Je fus accueilli par des relents de cave humide, de moisi et de pourriture. Les marches étaient glissantes, noires d’humidité. La petite lampe éclairait difficilement le bas des escaliers. Je descendis précautionneusement en me tenant aux murs couverts de salpêtre et j’arrivai dans une cave toute en longueur, encombrée de caisses de légumes depuis très longtemps abandonnées, un tas de bouteilles de vin vides, quelques meubles et deux formes allongées contre le mur. Je m’approchai avec une angoisse croissante, une boule dans la gorge et la peur au ventre. Il s’agissait bien de deux corps, figés pour l’éternité.
Le premier cadavre était, d’après ses vêtements, celui d’un homme. Impossible de lui donner un âge tant il était desséché et dans un état de dégradation avancée.

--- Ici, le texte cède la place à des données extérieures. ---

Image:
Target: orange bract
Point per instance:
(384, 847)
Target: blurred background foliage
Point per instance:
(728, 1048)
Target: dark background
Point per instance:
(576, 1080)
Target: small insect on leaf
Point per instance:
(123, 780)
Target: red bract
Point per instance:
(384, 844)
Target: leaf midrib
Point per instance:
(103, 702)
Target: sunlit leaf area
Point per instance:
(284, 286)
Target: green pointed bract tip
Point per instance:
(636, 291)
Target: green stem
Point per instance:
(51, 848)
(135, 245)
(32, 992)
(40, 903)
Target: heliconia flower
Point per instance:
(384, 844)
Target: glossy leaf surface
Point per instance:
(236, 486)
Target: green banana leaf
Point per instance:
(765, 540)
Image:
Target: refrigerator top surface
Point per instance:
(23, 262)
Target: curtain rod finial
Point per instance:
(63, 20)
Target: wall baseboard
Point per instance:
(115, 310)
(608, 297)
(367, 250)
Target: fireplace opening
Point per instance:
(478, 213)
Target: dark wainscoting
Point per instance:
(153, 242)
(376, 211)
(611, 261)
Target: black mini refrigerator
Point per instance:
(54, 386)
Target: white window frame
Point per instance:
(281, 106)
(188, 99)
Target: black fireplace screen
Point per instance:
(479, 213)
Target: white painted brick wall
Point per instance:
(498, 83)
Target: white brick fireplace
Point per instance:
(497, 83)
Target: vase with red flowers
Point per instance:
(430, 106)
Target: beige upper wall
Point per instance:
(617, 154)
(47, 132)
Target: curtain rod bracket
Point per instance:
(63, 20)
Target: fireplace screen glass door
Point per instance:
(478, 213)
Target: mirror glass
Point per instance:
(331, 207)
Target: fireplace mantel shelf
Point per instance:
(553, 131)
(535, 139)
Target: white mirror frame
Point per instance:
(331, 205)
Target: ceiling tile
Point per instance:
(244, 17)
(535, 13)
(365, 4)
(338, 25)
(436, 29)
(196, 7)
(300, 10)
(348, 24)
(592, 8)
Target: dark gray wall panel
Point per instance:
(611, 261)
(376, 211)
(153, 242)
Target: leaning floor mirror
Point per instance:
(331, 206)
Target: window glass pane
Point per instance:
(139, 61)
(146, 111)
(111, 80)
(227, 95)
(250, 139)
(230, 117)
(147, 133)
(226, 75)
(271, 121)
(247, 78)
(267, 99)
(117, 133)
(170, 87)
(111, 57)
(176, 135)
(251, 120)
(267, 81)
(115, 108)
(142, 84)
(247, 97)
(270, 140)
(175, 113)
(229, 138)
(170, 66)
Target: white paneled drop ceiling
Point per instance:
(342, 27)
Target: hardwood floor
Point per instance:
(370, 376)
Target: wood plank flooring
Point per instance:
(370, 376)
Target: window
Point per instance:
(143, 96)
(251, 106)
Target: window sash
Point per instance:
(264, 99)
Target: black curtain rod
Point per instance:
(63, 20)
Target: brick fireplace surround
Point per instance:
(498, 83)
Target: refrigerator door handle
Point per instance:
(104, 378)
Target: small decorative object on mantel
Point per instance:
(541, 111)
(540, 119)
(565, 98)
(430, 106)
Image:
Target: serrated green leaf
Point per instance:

Il gisait sur une paillasse le long du mur, derrière le tas de bouteilles. Quelques lambeaux de peaux s’attachaient encore aux os du crâne, les orbites vides semblaient me fixer.
Je me retournai pour vomir contre le mur. J’avais des frissons, des suées. Je tremblai, j’étouffai dans cet espace clos. Il me fallait de l’air. Un rapide examen me fit remarquer que les soupiraux avaient été condamnés. Je jetai à peine un regard au second corps tout aussi effrayant. Ce devait être une femme.
Je remontai les marches maladroitement et glissai sur la troisième. J’allai me remettre debout quand j’entendis du bruit au-dessus de moi. Je relevai la tête et découvris avec horreur Éric dans l’encadrement de la porte. Il avait les traits inexpressifs, le visage fermé. Il referma la porte à clef derrière lui et me laissa dans le noir.
- Éric, Éric, Ouvre !
- Le délai est d’un mois, répondit-t-il.
- Comment ça un mois ?
Mais j’eus beau crier, hurler, essayer de l’attendrir, de l’émouvoir, il n’est jamais venu ouvrir.
Une fois par jour, il allume la lumière, pendant une heure.
J’ai pu à cette occasion découvrir un cahier griffonné par son père, genre de journal livrant les pensées du prisonnier, ses délires mais aussi ses regrets, comme une expiation de ses péchés. Il raconte comment sa femme profitait de ses campagnes de pêche pour le tromper. Il l’a enfermée à la cave avec suffisamment de réserves de nourriture dont des caisses de légumes et de l’eau, et il est parti en mer. Quand il est revenu, un mois plus tard exactement, elle s’était laissé mourir.
Éric a dû considérer que son père avait condamné sa mère dans ce tombeau et il l’a enfermé à son tour, sans eau ni nourriture, pour une durée de trente jours. Il n’y avait à boire que quelques bouteilles de vin. Sa mort a dû être longue et douloureuse.
Maintenant, c’est à moi de tenir trente jours, sans eau ni nourriture, au côté de ces deux corps momifiés.